Did SSL Industry log in some changes. Really!

Did SSL Industry log in some changes. Really!

Did SSL Industry log in some changes. Really!

In recent months, Mozilla developers were actively improving and modifying the user interface associated with security and privacy in the Firefox browser. The screenshot shows the changes that have affected output of notifications in the browser address bar.

The first change, which draws attention, is bringing the same general appearance of icons for sites protected by DV certificate and the EV certificate. Historically, in Mozilla Firefox padlock icon for sites protected by DV-certificate was somewhat different in their color theme from the same icons for sites with EV-certificates, which raised many questions from poorly informed user.
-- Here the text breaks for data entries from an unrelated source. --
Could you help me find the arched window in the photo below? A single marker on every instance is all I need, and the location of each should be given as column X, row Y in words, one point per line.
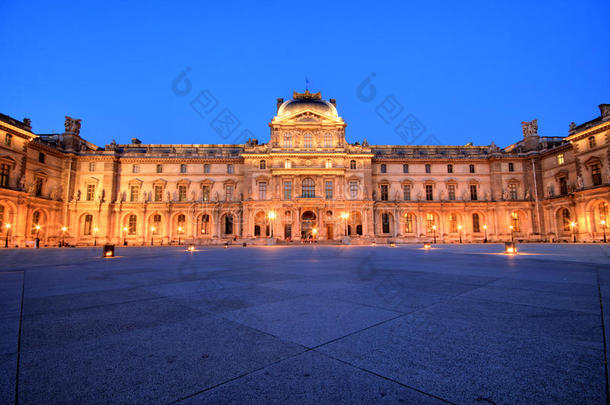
column 308, row 188
column 205, row 224
column 88, row 224
column 515, row 221
column 307, row 141
column 565, row 220
column 132, row 226
column 409, row 219
column 287, row 140
column 476, row 225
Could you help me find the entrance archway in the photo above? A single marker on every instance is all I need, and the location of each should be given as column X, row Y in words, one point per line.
column 308, row 224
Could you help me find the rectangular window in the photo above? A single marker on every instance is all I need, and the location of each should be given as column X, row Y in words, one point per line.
column 38, row 187
column 158, row 193
column 451, row 191
column 90, row 192
column 353, row 189
column 429, row 195
column 288, row 190
column 181, row 193
column 134, row 192
column 512, row 190
column 384, row 192
column 205, row 193
column 328, row 190
column 5, row 172
column 473, row 192
column 563, row 185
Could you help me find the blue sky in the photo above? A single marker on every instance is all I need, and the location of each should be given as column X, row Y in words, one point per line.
column 466, row 72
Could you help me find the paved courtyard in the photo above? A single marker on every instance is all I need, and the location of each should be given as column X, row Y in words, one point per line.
column 312, row 324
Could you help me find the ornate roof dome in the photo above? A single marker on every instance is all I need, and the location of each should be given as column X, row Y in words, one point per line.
column 307, row 101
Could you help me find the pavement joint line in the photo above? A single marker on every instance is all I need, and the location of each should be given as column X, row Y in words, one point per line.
column 387, row 378
column 601, row 308
column 19, row 341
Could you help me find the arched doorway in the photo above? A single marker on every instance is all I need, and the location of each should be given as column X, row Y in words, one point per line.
column 308, row 224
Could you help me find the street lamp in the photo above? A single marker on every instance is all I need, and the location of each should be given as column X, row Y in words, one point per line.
column 345, row 216
column 63, row 235
column 37, row 227
column 573, row 226
column 8, row 229
column 271, row 218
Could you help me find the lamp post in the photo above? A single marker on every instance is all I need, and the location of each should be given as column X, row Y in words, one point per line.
column 271, row 218
column 345, row 215
column 8, row 229
column 37, row 227
column 63, row 235
column 573, row 226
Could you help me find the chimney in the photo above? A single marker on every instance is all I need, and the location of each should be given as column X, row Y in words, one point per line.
column 605, row 111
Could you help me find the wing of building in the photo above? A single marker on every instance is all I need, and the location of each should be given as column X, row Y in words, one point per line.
column 307, row 182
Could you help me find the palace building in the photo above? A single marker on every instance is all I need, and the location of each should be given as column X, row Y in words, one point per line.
column 307, row 182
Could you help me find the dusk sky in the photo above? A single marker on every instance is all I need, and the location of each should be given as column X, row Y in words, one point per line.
column 467, row 73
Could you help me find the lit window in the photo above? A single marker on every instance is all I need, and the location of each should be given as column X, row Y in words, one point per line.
column 90, row 192
column 307, row 141
column 560, row 159
column 328, row 190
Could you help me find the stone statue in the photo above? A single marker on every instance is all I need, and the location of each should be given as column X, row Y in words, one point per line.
column 72, row 125
column 530, row 128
In the updated version, all inconsistencies were eliminated - icons of locks have become the same.

Changes also affected the sites where the mixed content is loaded. As seen from the screenshot, notice of it have been revised and become more understandable.

Thanks to the new design improvements, users now are able to determine whether to trust the site or avoid it.
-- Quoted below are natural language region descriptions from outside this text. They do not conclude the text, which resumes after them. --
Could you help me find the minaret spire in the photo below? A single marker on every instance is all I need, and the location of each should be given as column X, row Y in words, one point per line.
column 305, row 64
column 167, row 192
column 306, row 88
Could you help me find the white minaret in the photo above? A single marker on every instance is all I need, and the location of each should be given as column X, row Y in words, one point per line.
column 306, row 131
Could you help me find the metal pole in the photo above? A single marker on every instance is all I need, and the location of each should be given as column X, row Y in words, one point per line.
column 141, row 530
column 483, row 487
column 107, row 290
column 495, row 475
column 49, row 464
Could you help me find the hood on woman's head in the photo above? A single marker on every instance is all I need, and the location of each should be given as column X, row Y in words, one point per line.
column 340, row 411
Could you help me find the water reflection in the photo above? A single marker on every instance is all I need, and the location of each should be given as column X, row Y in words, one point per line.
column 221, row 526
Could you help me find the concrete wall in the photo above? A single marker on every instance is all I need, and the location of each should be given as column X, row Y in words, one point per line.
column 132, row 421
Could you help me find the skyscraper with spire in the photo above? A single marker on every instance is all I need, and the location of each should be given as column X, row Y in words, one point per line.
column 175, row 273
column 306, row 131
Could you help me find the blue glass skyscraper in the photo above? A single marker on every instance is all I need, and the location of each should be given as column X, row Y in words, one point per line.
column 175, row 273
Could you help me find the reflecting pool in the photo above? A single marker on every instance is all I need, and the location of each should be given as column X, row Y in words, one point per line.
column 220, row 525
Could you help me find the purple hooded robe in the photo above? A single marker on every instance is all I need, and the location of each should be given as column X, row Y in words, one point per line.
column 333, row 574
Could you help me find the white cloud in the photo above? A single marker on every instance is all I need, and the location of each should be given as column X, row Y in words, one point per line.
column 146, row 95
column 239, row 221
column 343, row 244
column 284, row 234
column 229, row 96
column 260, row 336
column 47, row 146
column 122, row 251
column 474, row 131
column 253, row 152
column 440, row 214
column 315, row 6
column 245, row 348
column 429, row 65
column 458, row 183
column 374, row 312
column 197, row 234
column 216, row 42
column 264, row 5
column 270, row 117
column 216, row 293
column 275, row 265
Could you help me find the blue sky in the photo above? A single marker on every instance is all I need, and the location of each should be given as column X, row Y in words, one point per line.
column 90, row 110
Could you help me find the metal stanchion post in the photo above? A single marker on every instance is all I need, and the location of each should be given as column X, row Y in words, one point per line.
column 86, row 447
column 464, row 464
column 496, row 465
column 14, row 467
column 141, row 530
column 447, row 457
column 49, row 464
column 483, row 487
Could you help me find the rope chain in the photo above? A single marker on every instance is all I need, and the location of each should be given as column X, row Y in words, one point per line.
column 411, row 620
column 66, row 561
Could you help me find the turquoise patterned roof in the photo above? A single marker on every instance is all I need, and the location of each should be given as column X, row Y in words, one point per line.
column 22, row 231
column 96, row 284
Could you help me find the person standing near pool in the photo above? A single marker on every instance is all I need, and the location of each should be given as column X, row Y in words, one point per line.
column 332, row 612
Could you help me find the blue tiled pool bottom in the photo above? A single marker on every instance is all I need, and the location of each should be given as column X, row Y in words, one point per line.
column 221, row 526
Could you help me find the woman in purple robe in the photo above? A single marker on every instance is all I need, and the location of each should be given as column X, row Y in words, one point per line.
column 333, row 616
Google Chrome also was actively improving. Browser developers are planning to notify their users when the page of the site is insecure (http). Going forward, Google Chrome will mark all unencrypted sites padlock icon with a red cross in the address bar. For this purpose, Google Chrome will mark all padlock icons of unencrypted sites with a red cross in the address bar.

Google makes it clear that the web moves to the full transition to https. Many large companies and organizations supported the initiative, named «Encrypt All The Things», the essence of which boils down to the abandonment of traditional, less secure HTTP protocol and transition to HTTPS.

Google announced plan for a full transition to HTTPS back in 2014. At that time one of the Chrome Security Team members suggested to mark all HTTP-sites as "unsafe".

This change will bring more attention to sites that could be potentially unsafe.

It is currently remains unclear whether marking all HTTP-pages will be implemented by default in Google Chrome. However, now you can test it by typing in the browser "chrome: // flags" and selecting «mark non-secure origins as non-secure».